A Rabbit Dinner
That Which We Keep
There are things we keep without realizing we’ve decided to keep them.
Not objects. Not always.
Sometimes it’s the way someone ties an apron.
The way garlic hits hot oil.
The sound of a wooden spoon against a pot.
The smell of vinegar lifting through a stew.
Chiddu ca tinemu.
That which we keep.
Last week, I made rabbit stemperata.
It’s something I’ve only ever known as an Easter dish. Not because someone told me that’s when you eat it—but because that’s when he made it. My grandfather. Pop.
In my family, it wasn’t chicken. It was rabbit. Always rabbit.
And as a kid, that just made sense to me.
Easter bunny… rabbit… dinner.
No questions asked.
I remember going with him to get it.
There was one place in town—Meadow Meat—down by the river.
You didn’t just walk into a store.
You walked into a giant refrigerator.
A heavy door. Cold air rushing out.
That immediate chill that hits your face and stays in your clothes.

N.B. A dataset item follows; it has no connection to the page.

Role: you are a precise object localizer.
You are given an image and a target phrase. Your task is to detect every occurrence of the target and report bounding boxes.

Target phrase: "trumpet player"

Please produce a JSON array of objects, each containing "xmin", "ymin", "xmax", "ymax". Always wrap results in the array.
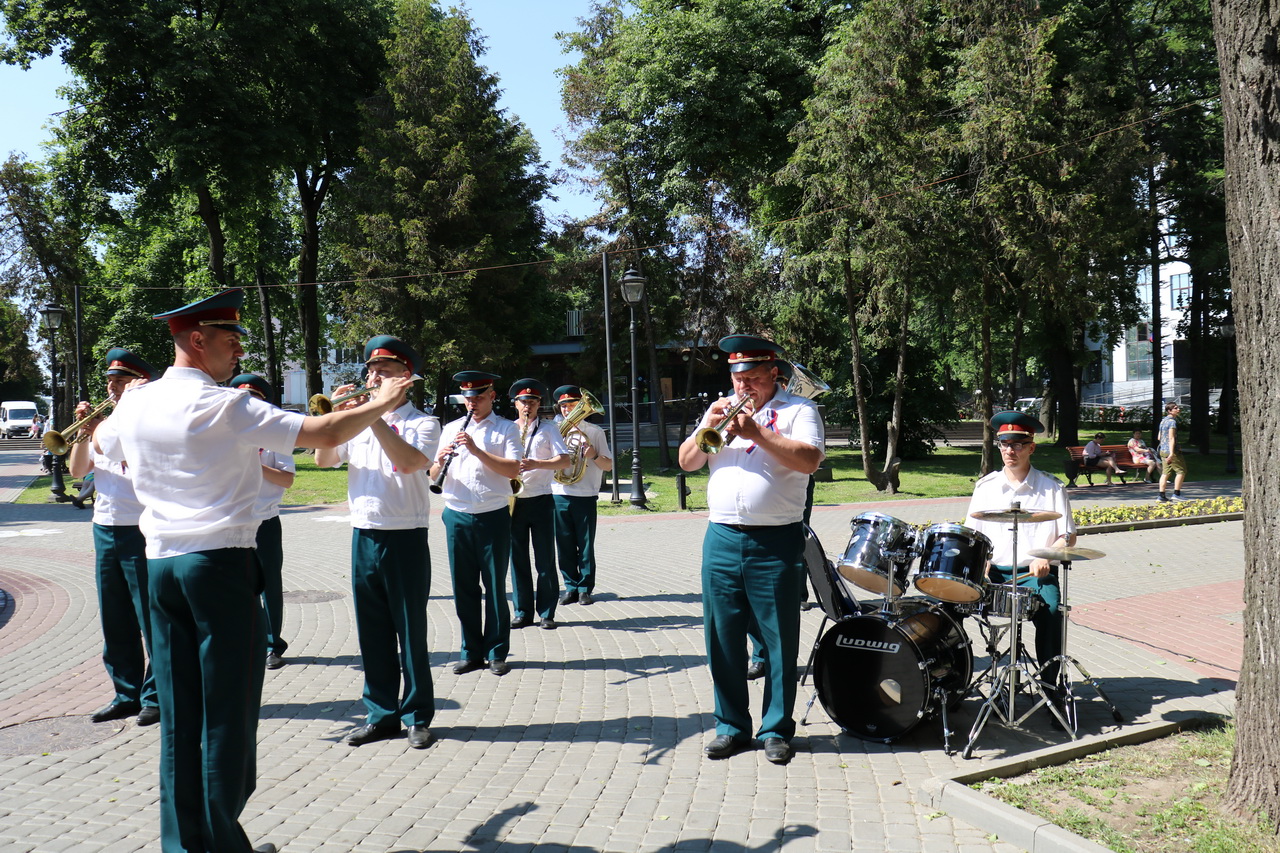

Inside, it felt like a world not everyone knew about.
Almost like a private club for people who really cooked.
There were peppers for roasting.
Heads of garlic.
Jars of capers.
Hot peppers soaking in vinegar.
And somewhere in there, always, a hand-written sign:
“Sicilian green olives with pit.”
Pop would always get them.
A lot of them.
Because when we got home, he’d put on his white apron and start cooking—and one of the first things he’d do was pound the olives.
Not chop. Not slice.
Pound.
I didn’t know why at the time. I just knew it mattered.
And I knew I had to watch.
Even as a kid, there was this quiet feeling:
Pay attention. This is important.
No one said it out loud.
But I understood it.
At school, it was different.
I’d talk about what we ate at home—excited, proud.
Rabbit stew. Vinegar. Olives.
And it was always the same reaction:
“Ew.”
“Wait… rabbit??”
Laughter.
And I remember thinking—
How could something that feels this good, this full, be something to laugh at?
I didn’t have the language for it then, but I get it now:
Not everything meaningful translates.
Some things are meant to be experienced, not explained.
Last week, my brother and I went back.
Same place. Same building. Same door.
Meadow Meat
Nothing had changed.
It was still full of people who knew exactly why they were there.
People looking for something just a little more special than what you find in a grocery store.
We asked for rabbit.
The butcher disappeared into the back, and that’s when I saw it again:
“Sicilian green olives with pit.”
Of course.
When he came back, he asked,
“Anything else?”
And without even thinking:
“Yeah—one pound of green olives.”
He smiled.
“Ah… stemperata?”
Yes.
Exactly that.
There’s something about returning to a place like that—
not as a kid being brought along,
but as someone choosing to go back.
Choosing to continue it.
It stops being memory and becomes action.
This is what Chiddu ca tinemu is about.
Not just what we keep—but what we carry forward.
The recipes.
The rituals.
The small, specific ways of doing things that don’t exist anywhere else.
The things that might not make sense to everyone—
but mean everything to you.
This is the beginning of The Collection.
The pieces, the garments, the objects, the images—
they all come from this place.
From memory.
From inheritance.
From moments like standing in a cold room, watching someone you love prepare something with care.
Over the next few weeks, I’ll be sharing more of what I’ve kept.
Objects from my grandparents’ home.
Fragments. Textures.
Pieces of the collection.
All of it leading toward the full lookbook for
Collection 1: Chiddu ca tinemu.
Because at the end of the day,
this is what we really pass down:
Not things.
But ways of living.
This is Chiddu ca tinemu…
that which we keep, so we can one day give it away.